I look like a twelve-year-old, so it's hard for receptionists, guards, and pretty much everyone on the way up to whomever I'm about to interview to believe that I'm employed and, yes, interviewing their boss. After a while, I stopped telling reception that I was there for an interview, because then I'd get, "Ah, you're a job applicant? Well, Mr. So-And-So doesn't usually interview applicants himself." Now I just say I have an appointment or official business or something like that.
Another thing I get, usually before or after an interview, when my friendly interviewee and/or their assistant is making smalltalk, is, "Is this your first job?" If not that, it's, "So, how long have you been at BusinessWorld?"
The next question, if they ask another question, is almost always, "So, this is your passion, eh? Writing?" or its twin (fraternal in the way the Olsen twins say they are), "So writing's what you really love to do?"
I hesitate, shrug, half-nod, and give a shaky, "Ye-es."
Maybe it's unfair of me to stereotype, but I feel I'm being stereotyped by corporate types. (Or maybe I'm just being defensive.) I make my living doing something that they might see as impractical, therefore I must really love it to have said no to something more lucrative.
As much as this next sentence/paragraph may endanger my employment status, the truth is that this job is not my passion. I do not take joy in writing articles for advertising-driven supplements. I enjoy writing articles, and I tend to actually enjoy writing about the things we have to write about (except credit cards and cars--I don't charge, and I don't drive, so I don't really care). But other aspects of the job--dealing with
Vogons and
Golgafrinchans; bugging decent human beings for an interview, getting them excited, and then having to tell them that the lack of advertisers means that the article may/will not be published; and dealing with Vogons and Golgafrinchans--make whatever enjoyment I get out of writing almost negligible.

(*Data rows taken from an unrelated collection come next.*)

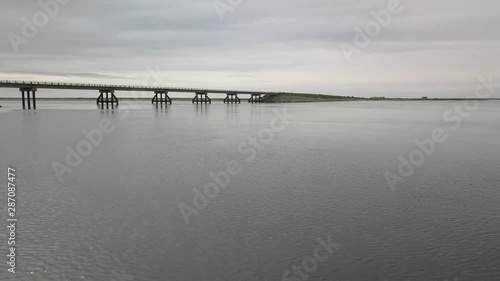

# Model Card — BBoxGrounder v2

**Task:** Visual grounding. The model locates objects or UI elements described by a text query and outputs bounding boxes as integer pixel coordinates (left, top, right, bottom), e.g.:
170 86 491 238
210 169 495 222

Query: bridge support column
96 90 118 109
151 91 172 106
248 94 264 103
19 88 36 109
224 93 241 103
192 93 212 104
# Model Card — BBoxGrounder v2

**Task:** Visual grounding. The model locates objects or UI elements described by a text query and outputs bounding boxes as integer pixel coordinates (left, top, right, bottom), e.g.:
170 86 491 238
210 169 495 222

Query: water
0 101 500 281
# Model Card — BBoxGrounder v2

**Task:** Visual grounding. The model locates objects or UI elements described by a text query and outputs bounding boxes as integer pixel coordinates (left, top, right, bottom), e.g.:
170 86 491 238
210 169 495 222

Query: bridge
0 81 283 109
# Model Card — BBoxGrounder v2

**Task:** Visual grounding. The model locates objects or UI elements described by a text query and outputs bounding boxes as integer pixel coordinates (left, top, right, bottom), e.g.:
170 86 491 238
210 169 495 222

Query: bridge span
0 81 283 109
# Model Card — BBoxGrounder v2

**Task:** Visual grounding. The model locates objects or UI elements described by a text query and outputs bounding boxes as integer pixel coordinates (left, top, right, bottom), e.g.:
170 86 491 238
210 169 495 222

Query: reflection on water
0 100 500 281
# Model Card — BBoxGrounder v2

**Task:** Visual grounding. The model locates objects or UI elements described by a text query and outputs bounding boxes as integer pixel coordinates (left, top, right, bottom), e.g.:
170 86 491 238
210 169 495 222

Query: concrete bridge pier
248 94 264 103
96 90 118 109
151 91 172 106
224 93 241 103
19 88 36 109
192 92 212 104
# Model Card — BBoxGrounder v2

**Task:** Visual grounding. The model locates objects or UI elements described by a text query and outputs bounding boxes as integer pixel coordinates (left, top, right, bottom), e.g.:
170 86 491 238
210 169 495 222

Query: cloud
0 0 500 96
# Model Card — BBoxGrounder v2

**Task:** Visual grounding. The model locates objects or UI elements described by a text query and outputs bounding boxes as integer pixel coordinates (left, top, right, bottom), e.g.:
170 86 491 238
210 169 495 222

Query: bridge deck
0 81 282 95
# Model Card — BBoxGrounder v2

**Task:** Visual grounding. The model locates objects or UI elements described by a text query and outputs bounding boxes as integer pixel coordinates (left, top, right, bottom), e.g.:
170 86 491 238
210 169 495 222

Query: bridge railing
0 80 283 94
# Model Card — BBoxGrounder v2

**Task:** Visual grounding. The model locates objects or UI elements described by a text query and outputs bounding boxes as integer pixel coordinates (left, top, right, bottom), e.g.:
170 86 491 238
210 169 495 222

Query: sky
0 0 500 97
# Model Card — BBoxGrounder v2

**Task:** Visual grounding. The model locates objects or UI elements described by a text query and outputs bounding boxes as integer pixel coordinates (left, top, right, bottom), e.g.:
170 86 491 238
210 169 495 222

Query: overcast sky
0 0 500 97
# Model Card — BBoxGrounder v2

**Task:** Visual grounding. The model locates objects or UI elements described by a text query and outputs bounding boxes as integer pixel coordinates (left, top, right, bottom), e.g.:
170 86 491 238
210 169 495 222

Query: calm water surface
0 101 500 281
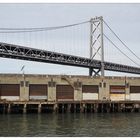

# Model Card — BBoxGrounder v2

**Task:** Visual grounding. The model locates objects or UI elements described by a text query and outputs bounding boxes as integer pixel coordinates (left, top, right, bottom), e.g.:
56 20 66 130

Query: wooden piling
38 104 41 114
7 104 11 114
23 104 27 114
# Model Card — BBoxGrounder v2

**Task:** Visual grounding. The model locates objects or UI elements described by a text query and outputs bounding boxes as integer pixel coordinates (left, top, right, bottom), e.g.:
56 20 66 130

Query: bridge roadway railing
0 42 140 74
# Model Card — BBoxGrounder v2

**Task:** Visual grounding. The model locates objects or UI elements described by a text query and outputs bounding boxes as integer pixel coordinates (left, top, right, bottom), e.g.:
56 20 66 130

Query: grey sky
0 4 140 75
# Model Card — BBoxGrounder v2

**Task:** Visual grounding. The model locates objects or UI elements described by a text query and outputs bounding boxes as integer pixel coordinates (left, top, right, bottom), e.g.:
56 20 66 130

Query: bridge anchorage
0 17 140 77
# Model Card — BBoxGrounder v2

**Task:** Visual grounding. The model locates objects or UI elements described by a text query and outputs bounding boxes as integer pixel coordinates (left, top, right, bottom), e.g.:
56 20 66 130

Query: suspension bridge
0 17 140 76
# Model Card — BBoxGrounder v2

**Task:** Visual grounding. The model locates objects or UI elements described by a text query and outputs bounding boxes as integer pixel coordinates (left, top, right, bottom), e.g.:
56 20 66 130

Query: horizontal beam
0 42 140 74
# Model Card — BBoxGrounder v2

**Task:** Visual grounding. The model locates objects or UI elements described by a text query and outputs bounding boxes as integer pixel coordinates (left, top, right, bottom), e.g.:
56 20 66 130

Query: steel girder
0 42 140 74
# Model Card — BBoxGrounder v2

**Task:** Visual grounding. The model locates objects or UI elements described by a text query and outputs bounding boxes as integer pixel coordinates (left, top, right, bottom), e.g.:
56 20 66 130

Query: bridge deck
0 42 140 74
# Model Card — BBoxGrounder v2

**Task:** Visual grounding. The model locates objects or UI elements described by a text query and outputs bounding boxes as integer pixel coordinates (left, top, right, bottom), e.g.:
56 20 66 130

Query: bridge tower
89 16 104 77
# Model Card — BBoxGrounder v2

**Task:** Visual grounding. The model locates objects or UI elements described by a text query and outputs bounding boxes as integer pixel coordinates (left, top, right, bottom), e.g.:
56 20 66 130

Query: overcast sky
0 4 140 76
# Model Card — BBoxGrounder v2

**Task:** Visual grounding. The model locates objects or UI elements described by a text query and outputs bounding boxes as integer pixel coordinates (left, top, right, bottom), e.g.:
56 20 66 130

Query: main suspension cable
103 20 140 60
103 34 140 67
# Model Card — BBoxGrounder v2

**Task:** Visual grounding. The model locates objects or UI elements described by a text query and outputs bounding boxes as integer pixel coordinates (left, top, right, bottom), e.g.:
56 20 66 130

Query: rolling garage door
29 84 48 100
82 85 99 100
130 86 140 100
0 84 20 101
110 85 125 101
56 85 74 101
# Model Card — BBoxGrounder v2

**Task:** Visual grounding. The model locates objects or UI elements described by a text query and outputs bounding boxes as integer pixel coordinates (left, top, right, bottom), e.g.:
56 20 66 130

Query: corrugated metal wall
130 86 140 93
29 84 48 99
82 85 99 100
110 85 125 101
0 84 20 101
82 85 99 93
56 85 74 100
110 85 125 94
130 86 140 100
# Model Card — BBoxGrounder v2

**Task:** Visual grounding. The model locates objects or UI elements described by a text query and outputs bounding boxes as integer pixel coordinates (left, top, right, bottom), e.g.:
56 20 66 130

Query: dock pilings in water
0 102 140 114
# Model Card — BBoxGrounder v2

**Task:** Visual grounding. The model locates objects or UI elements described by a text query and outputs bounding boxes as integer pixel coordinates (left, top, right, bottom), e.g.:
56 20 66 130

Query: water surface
0 113 140 137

The other thing is, when I first entertained thoughts of becoming a writer, this was definitely not what I had in mind. When rhyme was still cool, I thought I'd be a poet. Then I gave that up and focused on writing stories for kids and good pulp for all. My D/R/NSPC days had me thinking that I had a future as a journalist, too. If I were doing any of those things for a living, then I'd be able to say, "Yup, it's what I love."
It's not just the weekly whippings from Golgafrinchans that get me down, though. Recently, I've had doubts that I should have become a writer at all.
I'd always liked making stuff up, but only when my fifth- and sixth-grade teachers told me that I was good at putting pen to paper did I believe that it was what I should do with my life. Now, I'm not so sure whether I am where I am because it's what I want, or because it was encouraged. Because I'm not happy, I think it's the latter.
Before I got this job, Martin and I tagged along to last year's Heights writer's workshop. We went back to Manila with some fellow alumni and Martin's now-boss, Ma'am Beni, who told us that we shouldn't do what we love for a living. To be specific, writing for a living would just ruin writing for fun. I wonder now whether that--burnout--is what happened to me, or whether I just didn't love writing enough to begin with.
The scary thing is, it feels too late for me to try anything else, because anything else I was good at and enjoyed before college would require returning to school to do again, this time for a living. While my parents would probably support me, I'd like to do whatever on my own time and dime, and I'm not sure I have both.
Perhaps it's my fear, but the other problem is that "whatever" is just not so clear to me. I like design. I like computers. I like science. But I don't know if I love them, and isn't that what we're supposed to do? Know what we love and do that?
Ugh. I don't know where I wanted to go with this entry. I don't know where I want to go.